I think in the next few decades, the impacts of climate change will be all around us, and there will be far more demand to stop it getting worse. At this point, we come to a business proposition.

You – The World, (businesses and governments) want to stop the temperature from increasing by removing excess carbon dioxide from the atmosphere and critical industries. Me – A carbon capture business, can give you that technology, but at a price.

The result? Ca-Ching! Valuable business deals – between carbon capture manufacturers, and industries all over the world, leading to the growth of a massive new industry. Getting the markets right for carbon capture is challenging – we need to figure out how everyone will pay for this, and nothing is guaranteed. But if we do succeed, and British companies make and sell that technology (and we currently have a competitive advantage in CCUS innovation), then they will make a killing.

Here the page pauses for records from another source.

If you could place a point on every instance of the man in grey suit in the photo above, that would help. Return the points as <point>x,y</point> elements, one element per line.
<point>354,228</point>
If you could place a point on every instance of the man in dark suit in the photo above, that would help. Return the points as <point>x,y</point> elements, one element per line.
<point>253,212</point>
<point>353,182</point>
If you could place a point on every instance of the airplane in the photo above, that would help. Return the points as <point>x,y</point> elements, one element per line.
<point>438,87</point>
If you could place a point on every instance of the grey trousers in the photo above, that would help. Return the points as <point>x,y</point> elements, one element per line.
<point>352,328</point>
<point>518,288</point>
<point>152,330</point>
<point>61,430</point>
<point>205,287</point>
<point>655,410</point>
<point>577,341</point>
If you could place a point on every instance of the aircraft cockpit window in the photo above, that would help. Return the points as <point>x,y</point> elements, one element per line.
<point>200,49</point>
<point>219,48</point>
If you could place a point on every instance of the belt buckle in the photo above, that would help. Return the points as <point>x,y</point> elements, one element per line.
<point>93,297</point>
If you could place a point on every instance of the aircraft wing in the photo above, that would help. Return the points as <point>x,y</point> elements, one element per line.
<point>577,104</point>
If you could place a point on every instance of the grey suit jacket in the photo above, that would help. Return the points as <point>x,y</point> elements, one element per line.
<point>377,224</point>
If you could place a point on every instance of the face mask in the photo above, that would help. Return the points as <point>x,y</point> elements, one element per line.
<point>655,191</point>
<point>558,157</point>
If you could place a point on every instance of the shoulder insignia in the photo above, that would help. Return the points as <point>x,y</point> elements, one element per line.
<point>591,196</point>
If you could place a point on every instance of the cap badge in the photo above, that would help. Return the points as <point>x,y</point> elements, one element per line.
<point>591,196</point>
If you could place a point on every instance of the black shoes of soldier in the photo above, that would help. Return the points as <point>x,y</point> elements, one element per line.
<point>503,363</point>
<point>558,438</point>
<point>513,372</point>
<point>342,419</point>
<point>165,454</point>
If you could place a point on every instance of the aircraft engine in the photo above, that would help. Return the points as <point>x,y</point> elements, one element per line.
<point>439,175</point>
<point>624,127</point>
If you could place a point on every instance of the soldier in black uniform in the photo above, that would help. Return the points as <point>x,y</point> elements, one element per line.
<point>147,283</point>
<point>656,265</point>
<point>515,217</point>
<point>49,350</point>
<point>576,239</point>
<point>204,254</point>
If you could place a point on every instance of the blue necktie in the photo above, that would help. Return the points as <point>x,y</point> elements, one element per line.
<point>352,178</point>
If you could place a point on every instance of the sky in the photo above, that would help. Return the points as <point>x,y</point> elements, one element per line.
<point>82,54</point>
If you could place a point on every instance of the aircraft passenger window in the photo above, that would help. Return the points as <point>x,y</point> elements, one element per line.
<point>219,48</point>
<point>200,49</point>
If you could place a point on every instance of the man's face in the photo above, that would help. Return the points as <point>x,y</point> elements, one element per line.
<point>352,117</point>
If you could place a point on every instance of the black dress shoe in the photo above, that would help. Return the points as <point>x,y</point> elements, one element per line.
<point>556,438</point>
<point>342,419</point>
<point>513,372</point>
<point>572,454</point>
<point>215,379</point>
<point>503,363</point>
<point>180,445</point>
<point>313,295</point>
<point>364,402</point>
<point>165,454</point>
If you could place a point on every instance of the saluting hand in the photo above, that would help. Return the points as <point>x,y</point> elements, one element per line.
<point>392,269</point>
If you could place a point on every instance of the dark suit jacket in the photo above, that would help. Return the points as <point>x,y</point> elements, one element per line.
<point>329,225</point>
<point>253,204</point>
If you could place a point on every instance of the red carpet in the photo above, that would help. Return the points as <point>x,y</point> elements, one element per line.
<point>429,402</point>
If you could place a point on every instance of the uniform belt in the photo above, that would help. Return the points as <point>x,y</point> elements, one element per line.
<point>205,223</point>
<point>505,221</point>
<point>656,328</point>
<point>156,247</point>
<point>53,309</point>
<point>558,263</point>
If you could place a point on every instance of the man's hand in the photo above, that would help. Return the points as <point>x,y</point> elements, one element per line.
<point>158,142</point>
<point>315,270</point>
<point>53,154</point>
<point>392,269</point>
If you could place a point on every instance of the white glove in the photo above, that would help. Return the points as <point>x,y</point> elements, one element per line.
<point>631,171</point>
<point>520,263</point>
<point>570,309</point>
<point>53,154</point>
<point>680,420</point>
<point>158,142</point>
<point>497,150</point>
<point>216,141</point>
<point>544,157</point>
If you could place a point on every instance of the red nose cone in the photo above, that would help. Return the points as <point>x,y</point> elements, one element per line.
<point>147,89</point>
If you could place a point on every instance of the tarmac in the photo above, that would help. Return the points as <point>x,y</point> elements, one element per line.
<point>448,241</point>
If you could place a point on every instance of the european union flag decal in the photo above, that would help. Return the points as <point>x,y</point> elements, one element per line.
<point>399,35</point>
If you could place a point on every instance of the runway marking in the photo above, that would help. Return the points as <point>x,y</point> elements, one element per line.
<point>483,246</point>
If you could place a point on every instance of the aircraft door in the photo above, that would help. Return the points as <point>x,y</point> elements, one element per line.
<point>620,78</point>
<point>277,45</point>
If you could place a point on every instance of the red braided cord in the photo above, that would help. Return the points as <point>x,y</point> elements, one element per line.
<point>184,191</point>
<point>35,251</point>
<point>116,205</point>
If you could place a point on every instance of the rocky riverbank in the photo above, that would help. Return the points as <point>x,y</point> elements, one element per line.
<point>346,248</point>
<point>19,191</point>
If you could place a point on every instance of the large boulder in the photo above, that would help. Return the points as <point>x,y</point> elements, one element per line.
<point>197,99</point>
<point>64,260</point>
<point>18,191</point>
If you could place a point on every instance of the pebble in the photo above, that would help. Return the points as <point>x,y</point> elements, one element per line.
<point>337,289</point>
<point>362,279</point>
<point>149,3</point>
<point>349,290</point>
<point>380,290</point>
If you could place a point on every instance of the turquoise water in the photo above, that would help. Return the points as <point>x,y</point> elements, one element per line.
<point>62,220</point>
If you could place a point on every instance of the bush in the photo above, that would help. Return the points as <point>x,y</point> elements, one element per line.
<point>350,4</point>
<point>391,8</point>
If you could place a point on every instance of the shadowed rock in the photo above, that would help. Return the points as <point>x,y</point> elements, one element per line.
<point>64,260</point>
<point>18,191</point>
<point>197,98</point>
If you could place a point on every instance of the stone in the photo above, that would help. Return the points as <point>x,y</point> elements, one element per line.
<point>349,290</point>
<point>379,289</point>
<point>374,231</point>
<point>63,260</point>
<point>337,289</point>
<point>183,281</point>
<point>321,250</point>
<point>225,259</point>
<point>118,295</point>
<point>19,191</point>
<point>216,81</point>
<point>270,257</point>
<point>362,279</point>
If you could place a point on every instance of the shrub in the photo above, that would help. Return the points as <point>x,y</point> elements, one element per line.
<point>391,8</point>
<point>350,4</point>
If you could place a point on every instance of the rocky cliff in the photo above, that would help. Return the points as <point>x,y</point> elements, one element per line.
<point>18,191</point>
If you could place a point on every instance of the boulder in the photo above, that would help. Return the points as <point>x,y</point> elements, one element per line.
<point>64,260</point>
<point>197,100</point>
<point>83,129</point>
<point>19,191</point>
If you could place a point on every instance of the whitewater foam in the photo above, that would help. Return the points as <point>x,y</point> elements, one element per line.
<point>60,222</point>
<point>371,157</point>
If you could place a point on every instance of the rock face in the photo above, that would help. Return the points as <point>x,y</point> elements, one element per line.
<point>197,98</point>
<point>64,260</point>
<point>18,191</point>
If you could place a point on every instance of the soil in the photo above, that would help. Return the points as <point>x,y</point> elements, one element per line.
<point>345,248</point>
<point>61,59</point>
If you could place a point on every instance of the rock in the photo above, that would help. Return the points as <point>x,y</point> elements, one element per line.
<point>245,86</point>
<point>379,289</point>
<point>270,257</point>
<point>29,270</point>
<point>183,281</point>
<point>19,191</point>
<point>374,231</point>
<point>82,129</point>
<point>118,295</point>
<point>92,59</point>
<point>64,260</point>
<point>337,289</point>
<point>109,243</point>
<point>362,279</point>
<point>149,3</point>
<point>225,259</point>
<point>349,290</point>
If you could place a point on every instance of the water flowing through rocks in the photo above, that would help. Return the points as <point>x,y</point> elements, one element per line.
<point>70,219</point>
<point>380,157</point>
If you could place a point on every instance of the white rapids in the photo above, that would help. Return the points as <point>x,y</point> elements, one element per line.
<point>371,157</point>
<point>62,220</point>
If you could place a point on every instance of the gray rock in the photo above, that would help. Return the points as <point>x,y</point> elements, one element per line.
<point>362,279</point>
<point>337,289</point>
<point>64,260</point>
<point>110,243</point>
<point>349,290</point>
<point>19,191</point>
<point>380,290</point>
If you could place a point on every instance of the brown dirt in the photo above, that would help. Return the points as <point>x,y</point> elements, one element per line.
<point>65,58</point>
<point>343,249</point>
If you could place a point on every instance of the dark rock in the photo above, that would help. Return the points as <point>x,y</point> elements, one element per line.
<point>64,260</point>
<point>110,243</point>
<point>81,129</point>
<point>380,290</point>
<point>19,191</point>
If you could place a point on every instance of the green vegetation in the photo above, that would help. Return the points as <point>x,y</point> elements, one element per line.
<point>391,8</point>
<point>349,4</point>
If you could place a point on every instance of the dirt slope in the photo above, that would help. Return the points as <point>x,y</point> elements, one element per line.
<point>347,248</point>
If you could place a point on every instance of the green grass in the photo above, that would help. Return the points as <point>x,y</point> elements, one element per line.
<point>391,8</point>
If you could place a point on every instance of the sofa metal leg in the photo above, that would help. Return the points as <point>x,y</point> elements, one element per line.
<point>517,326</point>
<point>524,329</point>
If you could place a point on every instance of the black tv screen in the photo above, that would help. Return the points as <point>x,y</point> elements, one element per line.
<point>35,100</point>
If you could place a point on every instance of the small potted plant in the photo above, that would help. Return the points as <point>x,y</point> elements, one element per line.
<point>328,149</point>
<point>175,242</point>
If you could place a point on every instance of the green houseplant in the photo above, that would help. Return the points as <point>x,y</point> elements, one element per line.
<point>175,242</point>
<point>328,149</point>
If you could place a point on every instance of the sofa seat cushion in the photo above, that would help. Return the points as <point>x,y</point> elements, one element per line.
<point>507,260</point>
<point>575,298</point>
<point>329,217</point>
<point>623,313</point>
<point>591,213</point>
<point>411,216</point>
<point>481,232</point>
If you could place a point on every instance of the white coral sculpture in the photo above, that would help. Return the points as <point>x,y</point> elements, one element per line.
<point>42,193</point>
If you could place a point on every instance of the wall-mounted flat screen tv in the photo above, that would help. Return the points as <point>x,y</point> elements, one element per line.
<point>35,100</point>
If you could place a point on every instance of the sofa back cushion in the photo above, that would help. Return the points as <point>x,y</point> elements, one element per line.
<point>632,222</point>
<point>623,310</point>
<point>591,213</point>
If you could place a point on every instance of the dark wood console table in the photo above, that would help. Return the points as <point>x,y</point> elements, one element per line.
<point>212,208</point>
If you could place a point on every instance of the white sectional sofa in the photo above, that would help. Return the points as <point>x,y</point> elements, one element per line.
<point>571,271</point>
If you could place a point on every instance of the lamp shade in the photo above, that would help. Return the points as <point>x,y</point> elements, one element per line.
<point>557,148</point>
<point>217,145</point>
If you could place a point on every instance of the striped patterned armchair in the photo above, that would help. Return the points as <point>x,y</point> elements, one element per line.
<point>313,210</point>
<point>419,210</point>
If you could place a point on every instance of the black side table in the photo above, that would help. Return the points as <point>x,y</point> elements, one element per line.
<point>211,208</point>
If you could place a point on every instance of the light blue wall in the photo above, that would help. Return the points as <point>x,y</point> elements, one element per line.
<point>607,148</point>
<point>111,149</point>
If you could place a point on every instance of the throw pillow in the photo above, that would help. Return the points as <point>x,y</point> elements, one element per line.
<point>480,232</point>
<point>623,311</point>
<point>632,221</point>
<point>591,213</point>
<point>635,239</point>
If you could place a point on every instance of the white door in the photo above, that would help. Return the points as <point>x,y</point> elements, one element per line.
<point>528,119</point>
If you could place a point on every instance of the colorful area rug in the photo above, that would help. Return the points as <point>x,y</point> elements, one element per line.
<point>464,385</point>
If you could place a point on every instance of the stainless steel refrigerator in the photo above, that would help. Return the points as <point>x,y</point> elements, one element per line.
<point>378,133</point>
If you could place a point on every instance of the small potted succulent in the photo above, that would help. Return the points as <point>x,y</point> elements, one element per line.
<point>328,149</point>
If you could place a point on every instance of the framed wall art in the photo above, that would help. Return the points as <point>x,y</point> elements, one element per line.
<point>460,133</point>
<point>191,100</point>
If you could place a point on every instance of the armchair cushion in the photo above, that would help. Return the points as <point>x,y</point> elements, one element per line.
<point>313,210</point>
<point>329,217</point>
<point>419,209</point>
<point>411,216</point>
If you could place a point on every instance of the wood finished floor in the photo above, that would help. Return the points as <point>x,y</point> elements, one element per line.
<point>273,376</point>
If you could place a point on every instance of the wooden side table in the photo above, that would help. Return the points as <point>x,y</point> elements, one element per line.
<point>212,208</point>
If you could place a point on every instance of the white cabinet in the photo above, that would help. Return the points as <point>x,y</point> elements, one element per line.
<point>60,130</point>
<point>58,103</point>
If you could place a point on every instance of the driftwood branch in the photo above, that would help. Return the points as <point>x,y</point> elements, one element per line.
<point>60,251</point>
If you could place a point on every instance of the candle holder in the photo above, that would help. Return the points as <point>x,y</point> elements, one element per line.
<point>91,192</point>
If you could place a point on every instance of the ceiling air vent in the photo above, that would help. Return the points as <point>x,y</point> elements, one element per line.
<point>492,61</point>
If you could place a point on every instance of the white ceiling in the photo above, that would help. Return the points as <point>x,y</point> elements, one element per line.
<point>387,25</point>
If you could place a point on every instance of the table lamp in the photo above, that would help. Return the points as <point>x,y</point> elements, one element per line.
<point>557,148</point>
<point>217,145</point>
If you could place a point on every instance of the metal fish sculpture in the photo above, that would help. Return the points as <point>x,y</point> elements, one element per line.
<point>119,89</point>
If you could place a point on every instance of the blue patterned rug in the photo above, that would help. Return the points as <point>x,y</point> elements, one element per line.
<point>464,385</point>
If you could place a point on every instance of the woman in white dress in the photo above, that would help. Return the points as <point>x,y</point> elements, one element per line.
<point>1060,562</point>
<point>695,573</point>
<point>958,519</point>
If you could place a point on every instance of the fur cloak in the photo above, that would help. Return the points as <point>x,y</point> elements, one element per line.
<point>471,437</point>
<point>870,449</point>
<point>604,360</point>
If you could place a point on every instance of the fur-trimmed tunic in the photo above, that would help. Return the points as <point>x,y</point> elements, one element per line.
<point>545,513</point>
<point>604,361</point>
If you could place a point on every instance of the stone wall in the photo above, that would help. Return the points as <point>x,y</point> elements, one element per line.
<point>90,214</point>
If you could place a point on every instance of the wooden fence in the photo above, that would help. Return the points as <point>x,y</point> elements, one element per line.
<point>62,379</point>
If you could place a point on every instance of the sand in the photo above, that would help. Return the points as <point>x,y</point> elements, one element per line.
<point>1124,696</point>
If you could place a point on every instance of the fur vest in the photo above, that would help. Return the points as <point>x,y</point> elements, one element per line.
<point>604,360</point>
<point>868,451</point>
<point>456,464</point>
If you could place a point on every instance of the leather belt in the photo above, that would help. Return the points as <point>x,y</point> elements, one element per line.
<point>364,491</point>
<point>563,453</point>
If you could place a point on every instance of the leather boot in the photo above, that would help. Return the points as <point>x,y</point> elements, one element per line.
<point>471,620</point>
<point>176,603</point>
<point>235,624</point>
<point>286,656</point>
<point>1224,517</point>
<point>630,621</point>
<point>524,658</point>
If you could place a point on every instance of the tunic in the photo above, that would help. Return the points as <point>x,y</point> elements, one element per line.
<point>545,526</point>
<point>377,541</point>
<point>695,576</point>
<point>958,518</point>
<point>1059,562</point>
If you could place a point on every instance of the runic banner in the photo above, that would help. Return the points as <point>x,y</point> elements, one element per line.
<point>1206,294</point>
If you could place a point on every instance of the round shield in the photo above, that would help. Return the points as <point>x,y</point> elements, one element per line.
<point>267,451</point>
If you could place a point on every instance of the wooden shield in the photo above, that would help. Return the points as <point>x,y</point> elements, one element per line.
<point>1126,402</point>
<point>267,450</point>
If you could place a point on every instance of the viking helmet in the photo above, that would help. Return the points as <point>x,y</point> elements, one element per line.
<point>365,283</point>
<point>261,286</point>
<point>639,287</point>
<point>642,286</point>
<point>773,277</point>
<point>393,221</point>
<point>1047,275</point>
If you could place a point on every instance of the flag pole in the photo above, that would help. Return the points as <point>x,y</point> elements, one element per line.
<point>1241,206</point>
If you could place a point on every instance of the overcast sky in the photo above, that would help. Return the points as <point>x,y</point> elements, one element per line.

Successful Industries Pay a Lot of Tax

Successful companies pay corporation tax, and business rates and national insurance contributions, and their employees will make lots of money and pay income tax, and then they will buy lots of products and services, on which they pay sales tax, and the whole thing stimulates the economy, so that other people make more money (and pay more tax). Creating a very successful industry leads to higher tax revenues and economic growth, benefiting all.

The idea that taxpayers will not benefit from investing in carbon capture is a failure of long-term thinking. The costs of this technology right now to current taxpayers will be a fraction of the gains of getting it right later. And that’s if we ignore all the actual climate benefits of doing so.

It’s Not That Much Money

Some will argue that these future gains are not worth the current losses to their pocket. There’s grounds to question the current structureof the investment, and with tax burdens the highest they’ve been for 70 years, unnecessary costs should be scrutinised.

But the actual cost of CCS – 21 billion over 25 years, while it sounds like a lot, is a fraction of government spending. I’ve provided a variety of other spending categories to assess the breakdown, and at 0.8 billion a year, investments in carbon capture only come to;

  • 0.063% of the entire budget
  • 0.763% of debt interest payments
  • 5.84% of the £13.7 bn budget for Science, Technology and Innovation (CCS falls within DESNZ, so the 0.8 bn is on top of that budget)
  • 0.9% of Local Council spending
  • And a measly 0.5% of the second largest spend in the UK budget – £150.7 billion on pensions

Investing in CCS isn’t about the price of the carbon we save now. It’s about having a stake in the essential technologies of the future.

I think that’s a good use of my taxes.